# router on a lathe?



## chaugnar (Jul 28, 2013)

anyone ever put a router on a lathe?


----------



## brokenbudget (Jul 28, 2013)

chaugnar said:


> anyone ever put a router on a lathe?



mounting where? i have no idea how you would keep the router plugged in if you were to mount it in the chuck.


----------



## imagineero (Jul 28, 2013)

I'm lost understanding why you'd want to do it... the piece is already being spun. If you're after the specific profile offered by a router bit, just mount that bit in a good tool holder as per metal lathe. 

Shaun


----------



## chaugnar (Jul 28, 2013)

it would be mounted on the toolpost 90 degrees to the piece for long stuff and inline for the faceplate.im trying to true irregular pieces because they are unbalanced and my lathe dosent have a low rpm.its a shopsmith.it would have to be fed slowly.


----------



## big mog (Jul 28, 2013)

google "trend router lathe", its been done in several ways, what your doing is making a powered cutting tool, It will work fine if you can rig up a method of hand turning the spindle and linking your traverse to it


----------



## Philbert (Jul 28, 2013)

30+ years ago I read an article in "Fine Woodworking" about it. I think that the use was to carve spirals and flutes into small columns. 

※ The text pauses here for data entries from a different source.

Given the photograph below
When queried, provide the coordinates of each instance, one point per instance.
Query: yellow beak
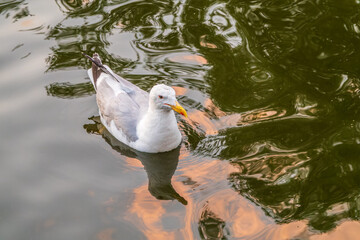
(178, 108)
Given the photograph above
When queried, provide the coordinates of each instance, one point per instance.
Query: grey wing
(121, 108)
(137, 94)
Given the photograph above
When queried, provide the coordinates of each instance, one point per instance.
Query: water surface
(271, 145)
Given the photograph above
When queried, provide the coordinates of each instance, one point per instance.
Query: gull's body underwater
(144, 121)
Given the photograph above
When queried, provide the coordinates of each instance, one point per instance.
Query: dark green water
(271, 146)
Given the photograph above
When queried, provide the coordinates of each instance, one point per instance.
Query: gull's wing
(119, 108)
(120, 102)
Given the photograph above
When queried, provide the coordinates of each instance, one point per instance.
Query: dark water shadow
(160, 167)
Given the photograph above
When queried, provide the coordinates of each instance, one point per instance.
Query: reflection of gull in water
(160, 167)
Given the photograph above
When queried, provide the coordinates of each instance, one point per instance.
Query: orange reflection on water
(190, 59)
(242, 218)
(148, 214)
(133, 162)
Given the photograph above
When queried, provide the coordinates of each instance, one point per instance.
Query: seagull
(144, 121)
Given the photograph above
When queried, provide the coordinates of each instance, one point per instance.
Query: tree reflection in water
(290, 95)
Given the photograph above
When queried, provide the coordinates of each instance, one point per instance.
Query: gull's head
(163, 97)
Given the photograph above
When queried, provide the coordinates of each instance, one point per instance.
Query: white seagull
(144, 121)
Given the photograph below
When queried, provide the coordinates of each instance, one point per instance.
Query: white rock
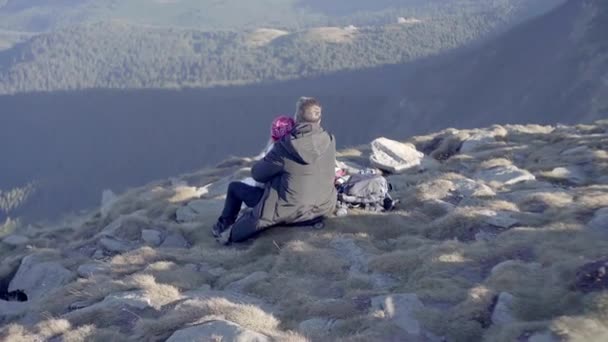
(503, 311)
(507, 175)
(217, 331)
(599, 220)
(108, 199)
(316, 326)
(500, 219)
(241, 285)
(116, 246)
(477, 140)
(400, 309)
(38, 279)
(93, 269)
(134, 299)
(393, 156)
(197, 209)
(15, 240)
(151, 236)
(572, 174)
(175, 240)
(470, 188)
(546, 336)
(125, 223)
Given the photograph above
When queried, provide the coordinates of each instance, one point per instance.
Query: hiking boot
(218, 228)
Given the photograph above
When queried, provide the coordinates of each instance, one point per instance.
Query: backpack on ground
(366, 191)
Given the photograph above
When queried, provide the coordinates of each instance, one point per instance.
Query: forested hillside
(42, 15)
(117, 54)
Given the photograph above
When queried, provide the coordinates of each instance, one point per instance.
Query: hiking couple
(293, 184)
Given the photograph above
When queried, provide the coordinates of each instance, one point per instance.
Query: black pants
(239, 193)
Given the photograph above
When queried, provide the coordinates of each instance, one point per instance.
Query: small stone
(108, 199)
(15, 240)
(316, 326)
(600, 220)
(175, 240)
(115, 246)
(400, 309)
(571, 174)
(252, 279)
(500, 219)
(151, 236)
(503, 311)
(91, 270)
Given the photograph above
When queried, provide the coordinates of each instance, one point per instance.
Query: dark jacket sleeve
(264, 170)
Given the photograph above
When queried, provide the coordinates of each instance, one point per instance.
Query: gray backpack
(367, 191)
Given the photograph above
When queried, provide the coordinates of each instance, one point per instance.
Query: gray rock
(485, 236)
(175, 240)
(197, 209)
(600, 220)
(507, 175)
(15, 240)
(217, 331)
(241, 285)
(354, 254)
(316, 326)
(38, 279)
(93, 269)
(12, 310)
(116, 246)
(393, 156)
(477, 140)
(400, 309)
(503, 310)
(108, 199)
(151, 236)
(515, 265)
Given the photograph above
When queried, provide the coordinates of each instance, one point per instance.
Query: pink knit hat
(281, 126)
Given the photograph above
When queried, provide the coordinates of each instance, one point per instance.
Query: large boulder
(38, 278)
(197, 210)
(592, 276)
(393, 156)
(217, 331)
(506, 175)
(400, 309)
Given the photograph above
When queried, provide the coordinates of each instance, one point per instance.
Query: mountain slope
(34, 15)
(551, 67)
(493, 242)
(119, 54)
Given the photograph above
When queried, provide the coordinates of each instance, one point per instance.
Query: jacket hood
(307, 142)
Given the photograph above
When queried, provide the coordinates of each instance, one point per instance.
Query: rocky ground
(502, 235)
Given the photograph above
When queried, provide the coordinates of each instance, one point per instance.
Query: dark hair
(303, 113)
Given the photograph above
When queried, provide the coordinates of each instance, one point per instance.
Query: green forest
(122, 55)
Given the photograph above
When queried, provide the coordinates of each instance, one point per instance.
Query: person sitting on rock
(298, 173)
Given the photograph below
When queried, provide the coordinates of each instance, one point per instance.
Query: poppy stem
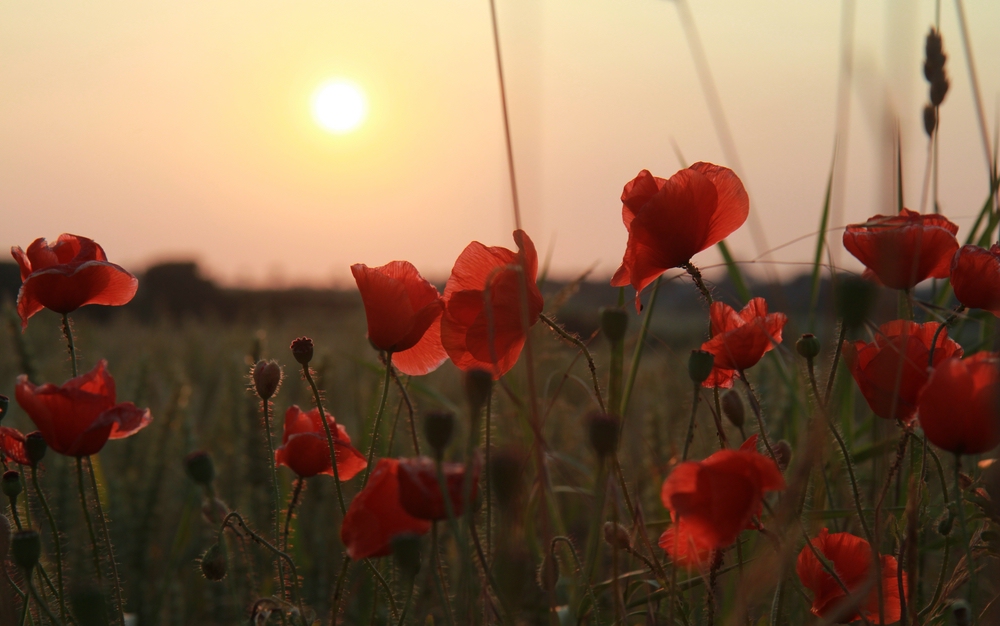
(964, 529)
(576, 341)
(265, 407)
(378, 419)
(86, 516)
(55, 538)
(68, 332)
(329, 442)
(637, 353)
(107, 540)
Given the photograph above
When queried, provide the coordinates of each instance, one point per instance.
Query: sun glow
(339, 106)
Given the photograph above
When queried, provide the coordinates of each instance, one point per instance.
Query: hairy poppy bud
(616, 536)
(438, 428)
(614, 323)
(782, 454)
(603, 430)
(11, 484)
(200, 468)
(478, 385)
(302, 349)
(266, 378)
(930, 119)
(26, 547)
(855, 297)
(700, 365)
(89, 606)
(406, 552)
(35, 447)
(732, 408)
(213, 562)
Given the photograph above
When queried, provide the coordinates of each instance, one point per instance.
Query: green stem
(378, 418)
(266, 408)
(637, 352)
(86, 516)
(107, 540)
(55, 539)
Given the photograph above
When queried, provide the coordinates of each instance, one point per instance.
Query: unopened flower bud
(35, 447)
(616, 536)
(782, 454)
(89, 606)
(603, 430)
(478, 385)
(406, 552)
(266, 378)
(11, 483)
(200, 468)
(438, 428)
(700, 365)
(213, 563)
(302, 349)
(26, 547)
(808, 346)
(732, 408)
(614, 323)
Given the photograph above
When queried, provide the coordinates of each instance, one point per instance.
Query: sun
(339, 106)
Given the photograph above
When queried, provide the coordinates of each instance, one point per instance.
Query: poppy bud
(732, 408)
(199, 468)
(930, 119)
(808, 346)
(11, 485)
(700, 365)
(960, 613)
(782, 454)
(266, 378)
(614, 323)
(855, 297)
(35, 447)
(26, 547)
(506, 466)
(603, 430)
(478, 385)
(213, 563)
(89, 606)
(438, 428)
(616, 536)
(406, 552)
(302, 350)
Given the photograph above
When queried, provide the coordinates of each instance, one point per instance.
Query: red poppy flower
(851, 558)
(467, 327)
(975, 277)
(66, 276)
(420, 494)
(883, 380)
(740, 340)
(959, 406)
(671, 220)
(305, 451)
(403, 312)
(376, 516)
(901, 250)
(79, 417)
(716, 498)
(12, 445)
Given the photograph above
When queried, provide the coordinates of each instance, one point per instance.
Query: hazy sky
(183, 129)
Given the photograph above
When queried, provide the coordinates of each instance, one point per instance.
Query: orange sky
(182, 130)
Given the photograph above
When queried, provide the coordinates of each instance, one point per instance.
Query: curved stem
(107, 540)
(378, 418)
(276, 496)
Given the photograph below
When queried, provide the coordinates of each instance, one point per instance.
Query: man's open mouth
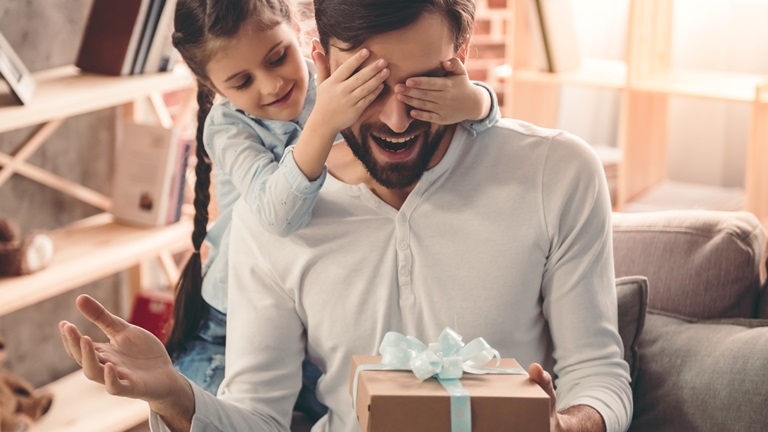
(395, 144)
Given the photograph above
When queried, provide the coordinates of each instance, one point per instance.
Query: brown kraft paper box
(396, 401)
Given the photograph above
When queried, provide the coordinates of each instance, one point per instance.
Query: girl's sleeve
(494, 114)
(278, 194)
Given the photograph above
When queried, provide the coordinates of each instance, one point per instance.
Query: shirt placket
(404, 257)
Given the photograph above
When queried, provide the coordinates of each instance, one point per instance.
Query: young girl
(267, 140)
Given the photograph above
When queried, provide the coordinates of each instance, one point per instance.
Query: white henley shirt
(507, 238)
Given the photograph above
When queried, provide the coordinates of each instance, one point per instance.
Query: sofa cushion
(705, 375)
(632, 299)
(699, 263)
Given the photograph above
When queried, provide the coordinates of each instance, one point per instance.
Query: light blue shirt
(244, 151)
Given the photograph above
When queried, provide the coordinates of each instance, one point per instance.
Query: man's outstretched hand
(133, 363)
(575, 418)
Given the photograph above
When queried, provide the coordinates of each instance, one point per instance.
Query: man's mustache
(415, 127)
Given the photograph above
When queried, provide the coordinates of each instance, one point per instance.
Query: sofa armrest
(699, 263)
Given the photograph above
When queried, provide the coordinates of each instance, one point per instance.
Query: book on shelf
(162, 55)
(557, 36)
(146, 163)
(112, 36)
(128, 37)
(178, 185)
(147, 35)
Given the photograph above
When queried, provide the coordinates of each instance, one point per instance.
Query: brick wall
(488, 43)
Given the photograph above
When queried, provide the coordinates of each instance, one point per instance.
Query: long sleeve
(494, 114)
(579, 296)
(265, 348)
(244, 155)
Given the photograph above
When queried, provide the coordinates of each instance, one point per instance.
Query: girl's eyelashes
(279, 60)
(246, 82)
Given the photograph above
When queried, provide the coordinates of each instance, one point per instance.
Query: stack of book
(128, 37)
(149, 180)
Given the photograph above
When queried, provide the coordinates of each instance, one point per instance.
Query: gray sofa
(691, 297)
(700, 352)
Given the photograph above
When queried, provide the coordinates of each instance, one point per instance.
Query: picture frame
(13, 71)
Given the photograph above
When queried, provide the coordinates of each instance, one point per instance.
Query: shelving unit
(94, 247)
(646, 81)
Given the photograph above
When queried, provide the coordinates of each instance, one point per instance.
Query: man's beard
(395, 175)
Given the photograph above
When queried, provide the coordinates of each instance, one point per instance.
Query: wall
(46, 34)
(726, 35)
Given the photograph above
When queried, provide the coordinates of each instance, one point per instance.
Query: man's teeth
(398, 140)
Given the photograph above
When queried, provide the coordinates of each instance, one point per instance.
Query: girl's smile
(262, 72)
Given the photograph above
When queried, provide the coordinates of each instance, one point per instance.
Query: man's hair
(355, 21)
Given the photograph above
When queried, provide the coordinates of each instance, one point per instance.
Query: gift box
(396, 400)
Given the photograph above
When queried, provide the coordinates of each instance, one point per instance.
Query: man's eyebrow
(234, 75)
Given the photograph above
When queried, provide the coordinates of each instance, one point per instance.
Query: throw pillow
(699, 263)
(702, 375)
(632, 299)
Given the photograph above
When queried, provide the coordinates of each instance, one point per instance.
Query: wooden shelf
(725, 86)
(671, 195)
(66, 91)
(80, 405)
(593, 73)
(89, 250)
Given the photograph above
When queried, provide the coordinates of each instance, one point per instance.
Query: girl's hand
(445, 100)
(344, 95)
(133, 363)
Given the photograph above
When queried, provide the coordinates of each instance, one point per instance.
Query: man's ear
(463, 53)
(316, 46)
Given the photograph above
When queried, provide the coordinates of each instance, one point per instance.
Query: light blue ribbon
(447, 360)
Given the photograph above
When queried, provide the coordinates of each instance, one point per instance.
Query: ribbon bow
(447, 360)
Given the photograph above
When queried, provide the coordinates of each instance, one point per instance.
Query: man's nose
(395, 114)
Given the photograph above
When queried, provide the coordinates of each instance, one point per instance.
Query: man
(505, 235)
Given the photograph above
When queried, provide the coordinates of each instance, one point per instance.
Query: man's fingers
(543, 379)
(350, 65)
(99, 315)
(71, 339)
(426, 116)
(92, 369)
(425, 83)
(368, 98)
(112, 382)
(369, 77)
(64, 339)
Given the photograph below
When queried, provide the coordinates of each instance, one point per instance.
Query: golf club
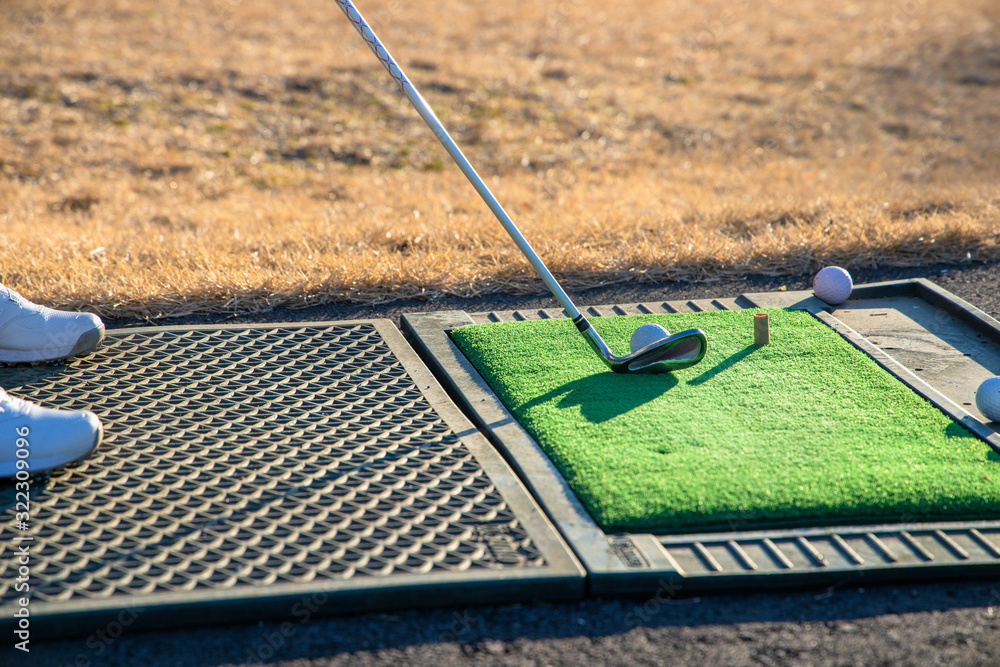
(678, 351)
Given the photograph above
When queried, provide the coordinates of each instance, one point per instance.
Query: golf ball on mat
(647, 334)
(833, 285)
(988, 399)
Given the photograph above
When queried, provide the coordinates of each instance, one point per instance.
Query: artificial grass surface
(805, 431)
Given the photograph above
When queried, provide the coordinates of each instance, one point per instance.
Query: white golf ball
(988, 399)
(647, 334)
(833, 285)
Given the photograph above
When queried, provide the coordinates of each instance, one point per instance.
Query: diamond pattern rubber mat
(242, 468)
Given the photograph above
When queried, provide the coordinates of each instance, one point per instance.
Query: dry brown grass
(162, 158)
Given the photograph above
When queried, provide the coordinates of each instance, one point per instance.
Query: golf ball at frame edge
(833, 285)
(647, 334)
(988, 399)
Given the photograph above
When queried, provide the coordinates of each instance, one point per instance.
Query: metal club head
(674, 353)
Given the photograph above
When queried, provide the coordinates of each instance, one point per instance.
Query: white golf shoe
(43, 438)
(32, 333)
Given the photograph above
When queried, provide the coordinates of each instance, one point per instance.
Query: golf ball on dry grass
(647, 334)
(988, 399)
(833, 285)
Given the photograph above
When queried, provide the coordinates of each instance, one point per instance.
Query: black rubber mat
(244, 470)
(953, 339)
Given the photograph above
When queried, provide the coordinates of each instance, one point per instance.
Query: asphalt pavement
(914, 623)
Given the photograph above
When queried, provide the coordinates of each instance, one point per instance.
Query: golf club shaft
(425, 111)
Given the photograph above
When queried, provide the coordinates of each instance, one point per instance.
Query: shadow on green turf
(590, 394)
(729, 362)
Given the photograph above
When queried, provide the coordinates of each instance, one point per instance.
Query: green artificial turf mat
(805, 431)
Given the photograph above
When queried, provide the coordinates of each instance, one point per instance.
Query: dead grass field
(164, 158)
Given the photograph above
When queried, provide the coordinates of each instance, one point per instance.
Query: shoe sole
(48, 464)
(88, 342)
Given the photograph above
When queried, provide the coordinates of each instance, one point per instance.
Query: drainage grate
(247, 460)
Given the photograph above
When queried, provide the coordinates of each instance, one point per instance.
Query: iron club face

Article might be available on line. 

Philbert


----------



## isaaccarlson (Jul 29, 2013)

I have tried to balance out big pieces on my lathe and it is a real pain without low speed. Try mounting a treadmill motor in place of your regular motor. I am working on it on mine. That way you can run it super slow AND sand in reverse. And you have dial control. :msp_thumbup:


----------



## john taliaferro (Jul 31, 2013)

Harveyfein .com is a good place to start .ive played with swinging a router on a mount like he does and it was fun some designs were unike any thing i was use to ,large winged platters and stuff that would be terrifying spinning at speed . I use a slow speed gear motor and a chain saw to get the big humps off ,also to finish large pieces or spray . O dont try mounting the chain saw length wise saws cut straight while lathe rotates in a circle duh .


----------